Ils font état également de désordres affectant les ouvrages construits et demandent une somme de 20 000,00 franc à titre de dommages intérêts.
MOTIFS DE LA DECISION
Aux termes de l’article 1110 du code civil, l’erreur sur la personne peut constituer un vice du consentement lorsque la considération de cette personne a été la cause principale du contrat.
En l’espèce, les époux Y, qui ont passé le 7 Mai 1989 avec Monsieur X un contrat pour la fabrication de divers ouvrages de menuiserie, justifient par plèces de ce que
Monsieur X avait cessé son activité de menuisier ébéniste depuis le 6 Novembre
1987, date de sa radiation au répertoire des métiers, et avait par ailleurs été placé en redressement judiciaire par jugement du 23 Décembre 1988, qui devait être converti en liquidation judiciaire le 26 Mai 1989.
Les époux Y exposent à juste titre qu’ils n’auraient en aucun cas contracté avec
Monsieur X s’ils avaient connu la situation de celui-ci. Il va de soi en effet qu’un ancien artisan exerçant son activité de façon clandestine ne présente aucune garantie ni pour l’exécution du contrat lui même ni pour la reprise d’éventuels désordres dès lors qu’en raison de sa situation il ne peut bénéficier d’aucun contrat d’assurance.
L’erreur sur la personne ainsi établie a pour effet de vicier le consentement donné par les époux Y. Il y a lieu en conséquence de faire droit à leur demande tendant au prononcé de la nullité du contrat en cause.
Un contrat nul étant réputé n’avoir jamais existé, les choses doivent être remises dans
l’état où elles se trouvaient avant la conclusion du contrat.
Monsieur X est donc en principe tenu de restituer les sommes reçues par lui et les époux Y de restituer les objets confectionnés par leur co-contractant.
Il est établi sur ce point que Monsieur X n’a reçu qu’une somme de 10 000,00 francs.

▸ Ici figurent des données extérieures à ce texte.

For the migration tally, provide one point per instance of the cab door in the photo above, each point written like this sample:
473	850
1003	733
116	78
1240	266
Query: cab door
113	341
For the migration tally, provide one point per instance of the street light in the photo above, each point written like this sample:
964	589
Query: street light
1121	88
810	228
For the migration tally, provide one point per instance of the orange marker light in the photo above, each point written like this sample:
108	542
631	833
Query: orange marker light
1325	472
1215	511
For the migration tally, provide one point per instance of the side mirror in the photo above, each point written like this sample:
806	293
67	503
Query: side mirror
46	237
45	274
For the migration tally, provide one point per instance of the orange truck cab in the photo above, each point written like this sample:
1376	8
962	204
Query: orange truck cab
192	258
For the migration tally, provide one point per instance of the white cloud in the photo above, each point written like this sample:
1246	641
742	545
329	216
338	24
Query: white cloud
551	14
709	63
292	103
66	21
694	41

Les versements supplémentaires invoqués par les époux Y ne sont pas suffisamment justifiés. Il ressort par ailleurs d’un procès verbal de constat dressé par
Maître BERGIN huissier de justice que les ouvrages de menuiserie réalisés par Monsieur
X sont atteints de nombreuses et grossières malfaçons, détaillées de façon exhaustive par l’officier ministériel.
Ces désordres diminuent de façon importante la valeur des ouvrages construits. Il convient donc de décider qu’une compensation s’opérera entre les obligations respectives de restitution pesant sur chacune des parties, de telle sorte que Monsieur X conservera la somme reçue par lui et que les époux Y conserveront en l’état les ouvrages de menuiserie qui leur ont été livrés.
Les époux Y ne justifient pas du préjudice supplémentaire qu’ils invoquent. Leur demande de dommages intérêts sera en conséquence écartée.
L’équité ne commande pas par ailleurs de faire application en l’espèce des dispositions de
l’article 700 du nouveau code de procédure civile.
PAR CES MOTIFS
LE TRIBUNAL, statuant publiquement, contradictoirement, en premier ressort,
PRONONCE la nullité du contrat conclu le 7 Mai 1989 entre les époux Y et Monsieur
X,
DIT que les obligations de restitution du prix et de restitution de la marchandise pesant respectivement sur Monsieur X et sur les époux Y se compenseront entre elles,
DIT qu’en conséquence Monsieur X conservera le prix perçu et les époux Y conserveront la marchandise livrée,
REJETTE la demande de dommages intérêts des époux Y ainsi que leur demande fondée sur l’article 700 du nouveau code de procédure civile,
LAISSE les dépens à la charge de Monsieur X.